I found Lee Hood’s opening presentation particularly interesting because he focused on the need to combine data from various technology platforms and institutions all over the world. He talked about his P4 vision, of course — the idea that medicine going forward will have to be predictive, personalized, preventive, and participatory. He also included great gems about fostering a cross-disciplinary culture, mentioning genome sequencing of families, the human proteome, and mining genomic data together with phenotypic and clinical data.

Lee Hood. Photo Copyright Chuck Fazio

Another exciting talk that was well received came from Joe DeRisi at the University of California, San Francisco. He presented work analyzing hundreds of honey bee samples with microarrays combined with DNA and RNA sequencing. Using an internally developed de novo assembler called PRICE (short for Paired-Read Iterative Contig Extension; freely available on his website), his team identified a number of different organisms associated with the sequence data of the honey bee samples, including different viruses, phorides, and parasites. At this moment it’s not clear what is causing the honey bee population decline; it appears that there are multiple factors contributing to the phenomenon. It is great to see that DeRisi and team will continue working in this area.

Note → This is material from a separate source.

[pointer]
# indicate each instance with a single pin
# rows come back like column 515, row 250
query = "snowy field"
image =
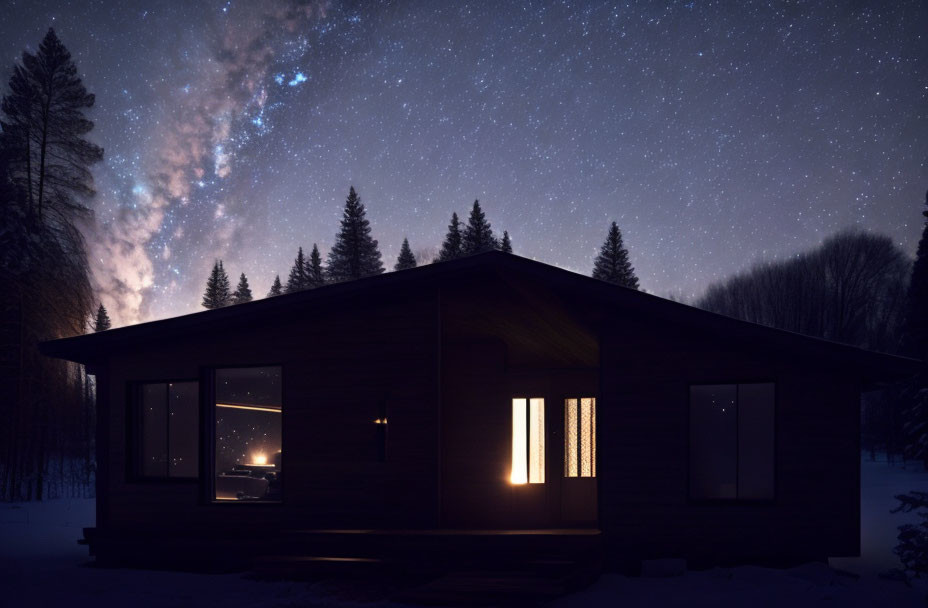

Last but not least, Scott Auerbach from the National Toxicology Program announced the release of the previously commercial toxicogenomics database DrugMatrix to the public for free (announced earlier this year, but now officially made public). With this release, DrugMatrix is now the largest scientific and freely available toxicogenomic reference database and informatics system. The data included is based on rat organ toxicogenomic profiles for 638 compounds; DrugMatrix allows an investigator to formulate a comprehensive picture of a compound’s potential for toxicity with greater efficiency than traditional methods. All of the molecular data stems from microarray experiments, but Auerbach and team are now investigating what it will take to move from microarrays to RNA-seq experiments and how to integrate the different types of data. They are currently performing a pilot on a subset of compounds with the same RNA used for the microarray experiments. Their challenge, as he sees it, lies in the interpretation and validation of the newly generated RNA-seq data: what qualifies one platform as superior to the other? Since they are interested in the biology and in generating drug classifiers, one way of looking at it is to assess which platform is the basis for better classifiers based on sensitivity and specificity thresholds. It will be interesting to see whether the RNA-seq data-based classifiers will be comparable or superior to microarray classifiers.